Migrate from Netlify
Netlify's strength is static sites — Temps handles those the same way and adds full-stack app support alongside them. This guide covers converting your build config, redirects, and functions.
Build Settings
Netlify reads build config from netlify.toml. Temps auto-detects most frameworks, but you can override settings via the console or a temps.json file.
netlify.toml → Temps equivalents
| netlify.toml field | Temps equivalent |
|---|---|
[build] command | Build command in Project Settings |
[build] publish | Output directory in Project Settings |
[build] environment | Environment Variables in Project Settings |
[[redirects]] | _redirects file or Next.js rewrites |
[[headers]] | Framework-level headers or nginx config |
[functions] | Standard API routes (Node.js, Python, etc.) |
A typical netlify.toml for a static site:
[build]
command = "npm run build"
publish = "dist"
[[redirects]]
from = "/*"
to = "/index.html"
status = 200
The equivalent Temps setup: set Build command to npm run build and Output directory to dist. Temps serves static files automatically; the SPA fallback redirect is handled by default for single-page apps.
Redirects
If you use a _redirects file (Netlify's format), it works as-is for static sites deployed on Temps — no changes needed.

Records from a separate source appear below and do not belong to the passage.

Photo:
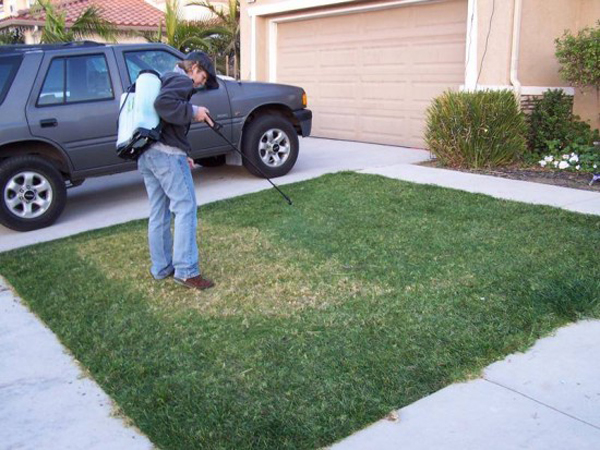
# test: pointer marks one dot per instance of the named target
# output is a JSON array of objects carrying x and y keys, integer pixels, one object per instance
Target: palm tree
[
  {"x": 11, "y": 36},
  {"x": 89, "y": 22},
  {"x": 185, "y": 35},
  {"x": 230, "y": 20}
]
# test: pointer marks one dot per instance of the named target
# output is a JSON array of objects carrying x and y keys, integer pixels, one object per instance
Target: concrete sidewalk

For framework-based apps (Next.js, Nuxt, etc.), keep redirects in your framework's config:
// next.config.ts
const nextConfig = {
async redirects() {
return [
{ source: "/old-path", destination: "/new-path", permanent: true },
];
},
};
Netlify Functions → API Routes
Netlify Functions are Lambda-style serverless functions. On Temps, use standard framework API routes instead — they run as long-lived processes rather than cold-starting per invocation.
A Netlify Function:
// netlify/functions/hello.js
exports.handler = async (event) => {
return { statusCode: 200, body: JSON.stringify({ message: "Hello" }) };
};
The equivalent Next.js API route:
// app/api/hello/route.ts
export async function GET() {
return Response.json({ message: "Hello" });
}
For non-Next.js projects, add an Express or Fastify server and Temps will run it as a container.
Forms
Netlify Forms captures form submissions without a backend. Temps doesn't include a managed forms service — use one of these instead:
- Formspree or Formspark — drop-in replacements, same embed pattern
- A Temps API route — store submissions in your own database
- Resend — send form data directly as email via API
Environment Variables
Export from Netlify → Site Settings → Environment Variables, then add them in Temps → Project → Settings → Environment Variables.
Netlify's context-specific variables (CONTEXT=production) don't have a direct equivalent — use Temps's per-environment variables instead (Production, Preview, Development each have separate scopes).
Deploy to Temps
# Install Temps on your server if not already done
curl -fsSL https://temps.sh/deploy.sh | bash
Then:
- Go to Projects → New Project in the Temps console
- Connect your Git repository
- Set build command and output directory if not auto-detected
- Add your environment variables
- Click Deploy
Cut Over DNS
- Go to Project → Settings → Domains → Add Domain
- Add the DNS records shown (A or CNAME)
- Temps provisions TLS automatically
Lower your DNS TTL to 60 seconds a few hours before cutting over to minimize the window where requests still hit Netlify.
Keep your Netlify site active for 48 hours post-migration as a fallback.